ENZI REJECTS DEADLINE…. I’ll give Sen. Mike Enzi credit for one thing: he has an overabundance of chutzpah.

Last week, Enzi the conservative Wyoming Republican who is part of the Senate Finance Committee’s gang of six, said his little group’s deal couldn’t be tampered with after they’re done with it. He issued a statement explaining that he “needs commitments” from the White House, the Speaker, and the Senate Majority Leader that the center-right compromise “will survive in a final bill that goes to the president.” Senate Majority Leader Harry Reid (D-Nev.) rejected Enzi’s demands 24 hours later.

Today, Enzi had a new thought to share.

One of the three Republican senators working on a bipartisan agreement on healthcare reform legislation flatly denied Monday the Democratic claims that negotiators had set a mid-September deadline to complete their work.

Sen. Mike Enzi (R-Wyo.), one of six senators on the Finance Committee working on the bill and also the ranking member of the Health, Education, Labor and Pensions Committee, pushed back hard at assertions by Senate Democrats that the bipartisan group has vowed to complete its work by Sept. 15.

“I have not and will not agree to an artificial deadline because I am committed to getting healthcare reform right, not finishing a bill by some arbitrary date,” Enzi said in a statement issued just minutes into a meeting on the bill in the offices of Finance Committee Chairman Max Baucus (D-Mont.).

Enzi, who no one has ever called a moderate, thinks six centrist and center-right senators should just keep talking, indefinitely, until there’s a health care reform bill that Republicans are satisfied with in the Senate with a 60-vote Democratic majority.

On Friday, Finance Committee Chairman Max Baucus said there’s no reason to keep the talks going forever. The committee will move forward on Sept. 15, whether GOP lawmakers are satisfied with the legislation or not. The goal, apparently, was to spur some action from Republicans who might want a deal, but aren’t in a rush. As Jonathan Chait noted, “[T]he only way those Republicans, except maybe Olympia Snowe, will support a bill is if they think there’s a strong chance that Democrats will pass an even more liberal bill without their input. This would give them some incentive to compromise, but zero incentive to compromise quickly. Indeed, they have a strong incentive to drag out the negotiations as long as possible.”

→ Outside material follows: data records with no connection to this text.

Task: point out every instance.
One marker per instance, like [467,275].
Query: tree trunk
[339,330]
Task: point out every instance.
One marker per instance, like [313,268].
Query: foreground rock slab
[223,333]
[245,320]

Enzi, in effect, told Baucus today, “I prefer to drag out the negotiations as long as possible.”

Krugman had a good item last week, reinforcing a point that’s too often overlooked: “The central fact of the health care debate is that there is essentially no agreement on anything — values, philosophy, vision of how the world works — between the two sides. Progressives want universal coverage, and see an expanded government role as essential to getting there. Conservatives believe, in the face of all evidence, that free markets are the answer. And Enzi is very conservative. According to Vote View, my site for left-right rankings, Enzi was the 8th most conservative Senator in the last Congress — almost in the same league as Inhofe or DeMint. This is the quest for bipartisanship gone stark raving mad.”